Of course I would not wish to be in any way dismissive of the ‘Innovation Alliance’ established by Trinity College Dublin and University College Dublin, but if I had the opportunity I might very gently advise them to turn down the hyperbole just a notch.

This week the online publication Silicon Republic reported that TCD and UCD had invited Stanford University President, John Hennessy, to act as an international adviser to their alliance. So far so good. Dr Hennessy is an academic and entrepreneur of some note, and his participation will enhance what the Southside Dublin colleges are doing. However the piece also describes the ‘Innovation Alliance’ as an initiative ‘which if successful, could generate 40,000 research jobs.’ I confess I find this an alarming claim. At the time of the alliance’s establishment in 2009, the partners were claiming they would create up to 30,000 jobs. Back then most commentators, while welcoming the overall initiative, expressed strong scepticism about the job creation claim, which many would have regarded as something of an exaggeration, by an order of magnitude. But this now appears to have risen by 33 per cent; not only that, these are now ‘research jobs’.

It should be clear that there are absolutely no circumstances in which the two colleges will create research jobs in such numbers, or anything even remotely resembling them. Bear in mind that the two colleges currently employ perhaps 1,000 researchers between them; so now they are claiming that they can increase this number by 4,000 per cent through the work of the alliance. It really doesn’t help to be putting such figures about, not least because it creates a completely false impression as to the impact of research. The benefit of cutting edge research and its commercialisation doesn’t lie in direct job creation, but rather in the establishment of an attractive environment for high value industry investment. But politicians obsess about jobs, often without understanding how job creation happens, and we shouldn’t encourage them by giving them false ideas about these processes.

The other little thing I noticed – though I can see this might not have come from the two colleges – is that the article describes the ‘Innovation Alliance’ as the ‘IFSC of R&D’. The IFSC is the International Financial Services Centre, and its establishment as a global finance hub in the Dublin docks helped to transform the Irish economy in the late 1980s and the 1990s. It is entirely possible that the TCD/UCD alliance will have a major and beneficial impact on the wider R&D scene, but they are certainly not alone in this field, and this label again strongly over-eggs the pudding.

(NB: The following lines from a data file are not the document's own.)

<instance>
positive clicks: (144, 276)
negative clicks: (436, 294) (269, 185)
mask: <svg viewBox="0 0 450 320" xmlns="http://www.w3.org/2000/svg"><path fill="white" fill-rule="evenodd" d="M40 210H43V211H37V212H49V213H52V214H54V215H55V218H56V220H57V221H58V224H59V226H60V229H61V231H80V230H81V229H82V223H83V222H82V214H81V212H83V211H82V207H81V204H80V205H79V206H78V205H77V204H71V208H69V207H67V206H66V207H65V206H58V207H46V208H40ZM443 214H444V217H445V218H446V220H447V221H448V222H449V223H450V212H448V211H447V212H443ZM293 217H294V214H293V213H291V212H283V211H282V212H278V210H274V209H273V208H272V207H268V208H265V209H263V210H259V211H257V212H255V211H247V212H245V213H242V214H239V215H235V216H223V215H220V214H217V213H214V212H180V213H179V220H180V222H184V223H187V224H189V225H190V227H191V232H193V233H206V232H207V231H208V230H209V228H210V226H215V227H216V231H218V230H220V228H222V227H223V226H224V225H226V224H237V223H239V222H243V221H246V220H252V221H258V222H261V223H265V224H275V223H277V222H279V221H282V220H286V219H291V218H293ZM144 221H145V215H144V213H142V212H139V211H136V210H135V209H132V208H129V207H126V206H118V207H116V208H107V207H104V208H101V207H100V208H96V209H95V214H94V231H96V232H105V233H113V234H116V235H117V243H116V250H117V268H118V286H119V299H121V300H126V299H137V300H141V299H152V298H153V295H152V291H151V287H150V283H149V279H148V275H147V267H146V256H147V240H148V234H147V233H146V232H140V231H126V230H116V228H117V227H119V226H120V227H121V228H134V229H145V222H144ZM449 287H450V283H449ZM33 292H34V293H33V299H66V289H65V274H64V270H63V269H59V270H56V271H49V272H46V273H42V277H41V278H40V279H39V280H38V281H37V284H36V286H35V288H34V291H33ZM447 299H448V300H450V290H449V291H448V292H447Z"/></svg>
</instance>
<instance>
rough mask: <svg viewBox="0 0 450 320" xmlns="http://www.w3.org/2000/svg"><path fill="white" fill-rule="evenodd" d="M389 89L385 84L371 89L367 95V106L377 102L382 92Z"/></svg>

I suppose that what I am arguing is that the two colleges need to focus much more on quietly bringing forward actual R&D successes at this stage of their alliance, rather than trawling the superlatives dictionary in public announcements. I think that other universities, many of them working on their own alliances, are keen to be cooperative and supportive, but would find that easier to do if it didn’t look as if TCD and UCD were trying to claim all the territory for themselves. I would certainly recognise the value of the TCD/UCD alliance, but it is not the only game in town. Let us maximise the potential in what we all do and foster a climate of collaboration as we do so.